Thursday, October 19, 2006

Supreme court rebuked by congress

John Yoo, professor of law at UC Berkeley, writes on the "military commission law," which was Congress' response to the Hamdan decision, explaining that it is much more than just that:
[Congress and the president] told the courts, in effect, to get out of the war on terror, stripped them of habeas jurisdiction over alien enemy combatants, and said there was nothing wrong with the military commissions. It is the first time since the New Deal that Congress had so completely divested the courts of power over a category of cases. It is also the first time since the Civil War that Congress saw fit to narrow the court's habeas powers in wartime because it disagreed with its decisions.

The law goes farther. It restores to the president command over the management of the war on terror. It directly reverses Hamdan by making clear that the courts cannot take up the Geneva Conventions. Except for some clearly defined war crimes, whose prosecution would also be up to executive discretion, it leaves interpretation and enforcement of the treaties up to the president. It even forbids courts from relying on foreign or international legal decisions in any decisions involving military commissions.
Traditionally, treaties have been considered politics not law and consequently the Supreme Court should have no business interpreting them. During Pres. Washington's administration, for example, France went to war with England and tried to force the US to obey our mutual defense treaty and go to war on France's side. No politician on the US side agreed. If the Supreme Court had claimed jurisdiction then and forced a war, the American experiment might have come to a quick and painful end.

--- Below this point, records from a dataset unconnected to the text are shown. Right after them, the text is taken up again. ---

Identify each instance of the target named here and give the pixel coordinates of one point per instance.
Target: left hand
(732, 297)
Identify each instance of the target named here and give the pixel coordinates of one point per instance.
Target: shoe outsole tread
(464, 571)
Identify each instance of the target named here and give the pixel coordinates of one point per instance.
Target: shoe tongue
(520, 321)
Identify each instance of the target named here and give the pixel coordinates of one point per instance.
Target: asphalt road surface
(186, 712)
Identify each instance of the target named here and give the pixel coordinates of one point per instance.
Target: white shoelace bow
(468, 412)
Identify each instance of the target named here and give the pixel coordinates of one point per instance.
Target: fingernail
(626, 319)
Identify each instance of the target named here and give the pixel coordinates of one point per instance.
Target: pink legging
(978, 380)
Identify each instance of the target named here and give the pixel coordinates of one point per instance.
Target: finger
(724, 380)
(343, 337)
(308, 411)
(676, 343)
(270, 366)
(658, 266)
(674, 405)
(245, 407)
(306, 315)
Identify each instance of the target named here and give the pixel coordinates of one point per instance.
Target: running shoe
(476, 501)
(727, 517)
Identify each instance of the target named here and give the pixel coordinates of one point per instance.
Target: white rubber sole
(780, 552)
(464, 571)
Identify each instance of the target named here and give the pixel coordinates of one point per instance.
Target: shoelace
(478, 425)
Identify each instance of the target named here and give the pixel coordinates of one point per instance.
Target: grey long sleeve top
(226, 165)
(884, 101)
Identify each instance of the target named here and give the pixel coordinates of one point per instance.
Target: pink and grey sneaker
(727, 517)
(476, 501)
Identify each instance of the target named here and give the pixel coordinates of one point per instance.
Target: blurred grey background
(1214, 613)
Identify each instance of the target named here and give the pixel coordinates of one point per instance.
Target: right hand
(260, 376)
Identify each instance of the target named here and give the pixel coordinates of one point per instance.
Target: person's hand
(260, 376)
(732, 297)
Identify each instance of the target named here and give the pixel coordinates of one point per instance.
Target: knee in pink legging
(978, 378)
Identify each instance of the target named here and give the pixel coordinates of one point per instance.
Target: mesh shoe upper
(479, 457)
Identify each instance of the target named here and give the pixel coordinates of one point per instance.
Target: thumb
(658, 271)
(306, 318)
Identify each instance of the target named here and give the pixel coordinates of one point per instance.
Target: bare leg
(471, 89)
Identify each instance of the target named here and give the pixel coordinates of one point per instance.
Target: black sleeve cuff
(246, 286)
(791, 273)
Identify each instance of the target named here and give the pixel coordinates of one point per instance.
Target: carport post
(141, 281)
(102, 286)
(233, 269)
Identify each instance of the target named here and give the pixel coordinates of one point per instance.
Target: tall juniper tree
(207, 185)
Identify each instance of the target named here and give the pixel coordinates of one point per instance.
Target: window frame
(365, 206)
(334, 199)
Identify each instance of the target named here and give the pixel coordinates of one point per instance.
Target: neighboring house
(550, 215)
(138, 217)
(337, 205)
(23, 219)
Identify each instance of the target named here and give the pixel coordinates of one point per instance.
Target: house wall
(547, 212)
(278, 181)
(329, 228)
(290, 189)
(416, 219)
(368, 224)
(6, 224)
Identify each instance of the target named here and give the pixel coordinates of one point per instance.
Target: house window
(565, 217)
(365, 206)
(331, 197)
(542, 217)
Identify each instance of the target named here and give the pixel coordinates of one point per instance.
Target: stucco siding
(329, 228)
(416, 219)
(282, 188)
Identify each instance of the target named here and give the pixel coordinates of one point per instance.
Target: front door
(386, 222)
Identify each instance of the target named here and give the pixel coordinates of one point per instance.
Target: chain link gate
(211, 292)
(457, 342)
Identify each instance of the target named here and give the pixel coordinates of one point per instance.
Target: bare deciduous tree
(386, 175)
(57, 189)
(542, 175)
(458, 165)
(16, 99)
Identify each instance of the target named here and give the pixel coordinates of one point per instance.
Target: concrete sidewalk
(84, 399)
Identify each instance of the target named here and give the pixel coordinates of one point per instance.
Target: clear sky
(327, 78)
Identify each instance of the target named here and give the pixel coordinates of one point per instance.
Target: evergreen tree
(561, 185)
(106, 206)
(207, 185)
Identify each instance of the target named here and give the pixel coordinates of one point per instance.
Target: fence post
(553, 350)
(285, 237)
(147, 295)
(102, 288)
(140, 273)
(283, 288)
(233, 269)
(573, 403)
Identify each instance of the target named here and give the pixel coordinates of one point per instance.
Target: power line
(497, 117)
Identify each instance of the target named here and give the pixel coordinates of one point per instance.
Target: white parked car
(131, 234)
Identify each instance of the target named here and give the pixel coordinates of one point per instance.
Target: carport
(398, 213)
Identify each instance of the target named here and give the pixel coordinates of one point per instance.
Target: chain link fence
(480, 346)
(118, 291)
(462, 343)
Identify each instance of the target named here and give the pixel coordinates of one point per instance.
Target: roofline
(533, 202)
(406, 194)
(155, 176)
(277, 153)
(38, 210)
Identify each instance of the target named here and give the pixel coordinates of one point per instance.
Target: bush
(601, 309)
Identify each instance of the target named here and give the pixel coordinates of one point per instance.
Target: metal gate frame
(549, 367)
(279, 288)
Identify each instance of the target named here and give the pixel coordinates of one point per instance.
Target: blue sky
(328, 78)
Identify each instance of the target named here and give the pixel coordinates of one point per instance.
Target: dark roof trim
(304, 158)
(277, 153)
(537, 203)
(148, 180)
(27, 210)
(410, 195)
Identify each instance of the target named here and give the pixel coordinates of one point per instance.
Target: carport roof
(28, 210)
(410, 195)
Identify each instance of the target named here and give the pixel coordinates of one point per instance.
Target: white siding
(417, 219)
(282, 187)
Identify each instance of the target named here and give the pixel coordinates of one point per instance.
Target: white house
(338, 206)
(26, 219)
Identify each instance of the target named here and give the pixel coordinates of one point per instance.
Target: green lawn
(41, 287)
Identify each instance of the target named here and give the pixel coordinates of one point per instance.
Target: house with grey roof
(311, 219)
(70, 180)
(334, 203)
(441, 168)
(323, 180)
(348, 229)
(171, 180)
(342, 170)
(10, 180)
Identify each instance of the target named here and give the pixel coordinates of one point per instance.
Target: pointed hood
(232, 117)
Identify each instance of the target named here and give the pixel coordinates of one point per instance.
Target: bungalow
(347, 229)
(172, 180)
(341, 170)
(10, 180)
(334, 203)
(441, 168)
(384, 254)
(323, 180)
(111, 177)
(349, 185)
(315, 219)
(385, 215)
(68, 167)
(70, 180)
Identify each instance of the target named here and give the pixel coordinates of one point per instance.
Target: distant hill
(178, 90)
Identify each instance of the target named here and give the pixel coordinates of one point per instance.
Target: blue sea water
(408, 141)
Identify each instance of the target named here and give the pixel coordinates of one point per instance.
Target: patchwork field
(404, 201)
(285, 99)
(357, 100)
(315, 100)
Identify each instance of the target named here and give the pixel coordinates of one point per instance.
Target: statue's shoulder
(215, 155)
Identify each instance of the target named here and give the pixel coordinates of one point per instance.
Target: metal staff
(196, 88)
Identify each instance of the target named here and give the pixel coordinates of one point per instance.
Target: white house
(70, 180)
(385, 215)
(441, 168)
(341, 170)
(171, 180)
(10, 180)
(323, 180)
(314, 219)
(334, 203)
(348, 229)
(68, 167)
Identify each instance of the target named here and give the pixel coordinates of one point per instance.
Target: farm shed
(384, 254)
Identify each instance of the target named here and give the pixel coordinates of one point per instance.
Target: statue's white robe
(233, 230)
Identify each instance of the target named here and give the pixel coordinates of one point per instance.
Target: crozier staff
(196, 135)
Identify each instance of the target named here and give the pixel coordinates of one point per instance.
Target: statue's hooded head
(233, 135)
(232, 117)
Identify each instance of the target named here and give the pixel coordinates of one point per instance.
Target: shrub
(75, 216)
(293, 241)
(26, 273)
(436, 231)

Professor Yoo's interpretation of how the press missed the meaning of this law is also interesting:

All this went overlooked during the fight over the bill by the media, which focused on Sens. McCain, Graham and Warner's opposition to the administration's proposals for the use of classified evidence at terrorist trials and permissible interrogation methods. In its eagerness to magnify an intra-GOP squabble, the media mostly ignored the substance of the bill, which gave current and future administrations, whether Democrat or Republican, the powers needed to win this war.
In other words, the press was so busy trying to make Republicans look bad that they missed the big picture.